The big banks are in the firing line, with the financial services royal commission hearing they leave themselves open to findings of significant breaches of companies and credit law.
At the end of the first fortnight of sitting, counsel assisting Rowena Orr detailed a long list of misconduct, poor behaviour and breaches of law, calling on commissioner Kenneth Hayne to consider their implications for his report, due in December.
Areas of misconduct include “home loans, car loans, credit cards and overdraft facilities”, she told the commission. NAB bankers falsified documents, accepted dodgy information and took kickbacks from lending introducers.
As a result, 10 bankers lost their jobs, including branch managers, 10 resigned and 32 were disciplined. Their actions expose the bank to findings of misleading and deceptive conduct, among others.
Commissioner Hayne cast doubt on the workability of NAB’s “introducer” program, where spotters are allowed to earn a fee just by directing people to the bank.
“It just strikes me as a very unusual conversation [between introducer and potential client] … All I can tell you is, ‘NAB’s a bank; it lends money’,” Commissioner Hayne said.
CBA drew fire over its volume-based mortgage sales system through brokers which “potentially lead to poor customer outcomes”, Ms Orr said.
Her report noted that CBA had admitted “there is a conflict in a broker commission structure which is linked to the size and length of the loan … This can lead to a conflict between the customer’s interests and the broker’s interests”.
As a result, broker loans “have higher total debt-to-income levels, higher loan-to-value ratios, and higher interest costs,” CBA admitted.
Those arrangements leave the bank open to a finding that its broker channel does not act in a way that is honest, fair and efficient, she said.
Both CBA chief executive Ian Narev and home loans chief Daniel Huggins admitted the existence of the conflict between brokers’ and clients’ interests, Ms Orr said.
The mortgage-broking operation of CBA-owned Aussie Home Loans (AHL) also came in for heavy criticism.
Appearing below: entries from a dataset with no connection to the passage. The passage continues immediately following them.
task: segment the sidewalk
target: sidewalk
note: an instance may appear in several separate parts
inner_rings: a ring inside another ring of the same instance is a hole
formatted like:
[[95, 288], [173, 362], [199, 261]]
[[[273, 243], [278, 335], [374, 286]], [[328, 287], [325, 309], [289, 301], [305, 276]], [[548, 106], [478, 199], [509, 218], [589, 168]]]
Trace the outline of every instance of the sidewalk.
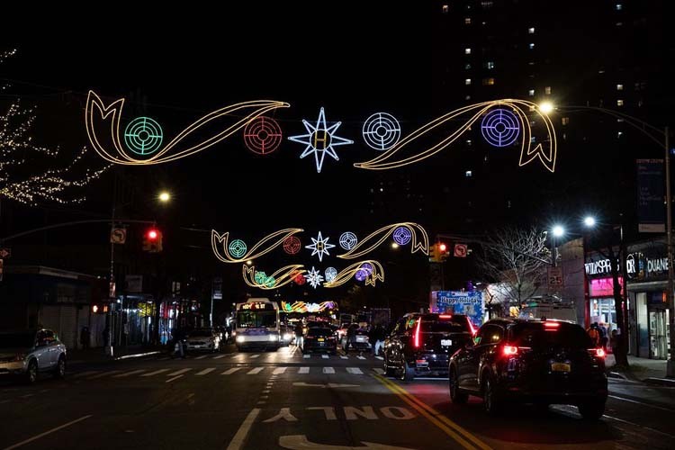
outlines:
[[638, 358], [628, 356], [630, 367], [616, 367], [614, 355], [608, 355], [605, 359], [609, 374], [632, 381], [651, 382], [663, 386], [675, 386], [675, 379], [666, 377], [666, 361], [663, 359]]
[[115, 346], [112, 348], [112, 356], [111, 356], [105, 354], [104, 347], [98, 346], [87, 349], [68, 349], [68, 357], [69, 364], [99, 363], [157, 355], [164, 351], [166, 351], [166, 347], [161, 346]]

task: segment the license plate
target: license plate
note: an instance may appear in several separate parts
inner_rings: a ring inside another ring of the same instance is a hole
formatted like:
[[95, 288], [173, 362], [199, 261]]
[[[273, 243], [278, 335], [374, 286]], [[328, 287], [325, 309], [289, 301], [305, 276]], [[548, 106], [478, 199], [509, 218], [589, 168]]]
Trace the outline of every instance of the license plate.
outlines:
[[571, 372], [572, 366], [566, 363], [554, 363], [551, 364], [551, 370], [554, 372]]

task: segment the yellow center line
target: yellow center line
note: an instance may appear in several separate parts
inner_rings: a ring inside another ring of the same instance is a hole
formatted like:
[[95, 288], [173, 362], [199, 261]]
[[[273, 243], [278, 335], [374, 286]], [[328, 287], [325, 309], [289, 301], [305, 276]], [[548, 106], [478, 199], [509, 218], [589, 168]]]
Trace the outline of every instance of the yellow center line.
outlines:
[[[478, 437], [473, 436], [468, 430], [464, 429], [464, 428], [460, 427], [456, 423], [453, 422], [444, 414], [436, 410], [434, 408], [428, 405], [427, 403], [423, 402], [422, 400], [420, 400], [419, 399], [418, 399], [417, 397], [410, 393], [408, 391], [403, 389], [401, 386], [398, 385], [395, 382], [391, 382], [390, 380], [387, 380], [386, 378], [382, 376], [380, 376], [380, 375], [373, 375], [373, 376], [375, 379], [377, 379], [380, 382], [384, 384], [390, 391], [399, 395], [399, 397], [400, 397], [406, 403], [415, 408], [415, 410], [419, 411], [420, 414], [422, 414], [434, 425], [443, 429], [443, 431], [445, 431], [446, 434], [450, 436], [455, 441], [459, 442], [464, 448], [478, 447], [482, 450], [491, 450], [490, 446], [489, 446], [484, 442], [480, 440]], [[458, 435], [457, 433], [459, 433], [460, 435]], [[466, 440], [464, 438], [468, 439], [472, 444], [466, 442]]]

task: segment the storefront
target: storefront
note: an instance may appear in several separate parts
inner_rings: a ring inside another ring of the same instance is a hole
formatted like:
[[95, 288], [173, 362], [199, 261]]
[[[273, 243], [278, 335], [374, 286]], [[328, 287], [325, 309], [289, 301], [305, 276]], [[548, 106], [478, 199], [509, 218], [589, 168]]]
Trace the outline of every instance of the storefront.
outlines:
[[628, 246], [626, 266], [630, 353], [640, 357], [668, 359], [670, 311], [665, 241], [656, 239]]

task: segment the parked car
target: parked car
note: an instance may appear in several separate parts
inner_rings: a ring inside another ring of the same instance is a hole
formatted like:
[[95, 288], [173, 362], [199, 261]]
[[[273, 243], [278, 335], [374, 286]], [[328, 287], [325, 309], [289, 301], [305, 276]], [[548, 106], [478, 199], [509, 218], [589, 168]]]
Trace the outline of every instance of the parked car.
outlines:
[[66, 346], [46, 328], [0, 332], [0, 375], [35, 382], [40, 373], [66, 376]]
[[490, 320], [450, 359], [450, 398], [483, 398], [494, 414], [508, 402], [576, 405], [586, 419], [605, 410], [605, 352], [580, 325], [563, 320]]
[[446, 375], [450, 356], [471, 342], [472, 330], [463, 314], [406, 314], [384, 340], [384, 371], [403, 381]]
[[187, 333], [185, 348], [190, 350], [220, 351], [220, 338], [213, 328], [196, 328]]
[[338, 338], [333, 330], [328, 327], [311, 328], [302, 338], [302, 353], [314, 351], [338, 353]]

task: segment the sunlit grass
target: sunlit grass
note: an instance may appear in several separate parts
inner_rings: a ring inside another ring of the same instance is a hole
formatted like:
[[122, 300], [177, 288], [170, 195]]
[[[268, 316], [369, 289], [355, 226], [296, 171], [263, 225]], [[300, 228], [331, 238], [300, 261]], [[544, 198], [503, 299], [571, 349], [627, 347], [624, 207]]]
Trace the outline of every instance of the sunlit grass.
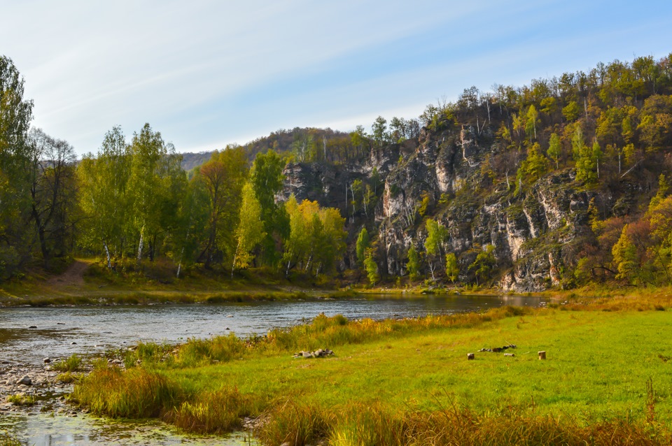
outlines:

The commission heard evidence that AHL had revoked the accreditation of four of its brokers who committed fraud, but “Aussie Home Loans did not report the misconduct of any of the four brokers to the police, nor did Aussie Home Loans report the misconduct of three of the four brokers to ASIC”.
AHL instead just submitted standard forms to ASIC saying it no longer used the brokers, nor did it notify their customers of what had happened. The four were ultimately charged.
The ANZ came in for criticism over its home loan practices in relation to a pensioner who was the victim of an overseas financial scam. The man had been lent $50,000 on the basis of false documentation that underestimated his expenditure by more than half.
When the man could not make repayments, he applied for help under ANZ’s hardship provisions. But his first attempt was rejected after a staffer incorrectly completed his form.
Eventually, he succeeded but then rejected the bank’s offer of settlement. Ms Orr highlighted the fact the bank had not queried the man over large international transfers he sent in response to the scam in which he was caught up.
The commissioner said ANZ’s actions were something he would be considering closely.
“These are things I am going to have to think about, and ANZ are going to have to tell me their views about it, but I must say the evidence was a little striking [in relation to misconduct].”.
Ms Orr detailed CBA credit card insurance misconduct and provided written submissions on Westpac and ANZ over credit card and car lending.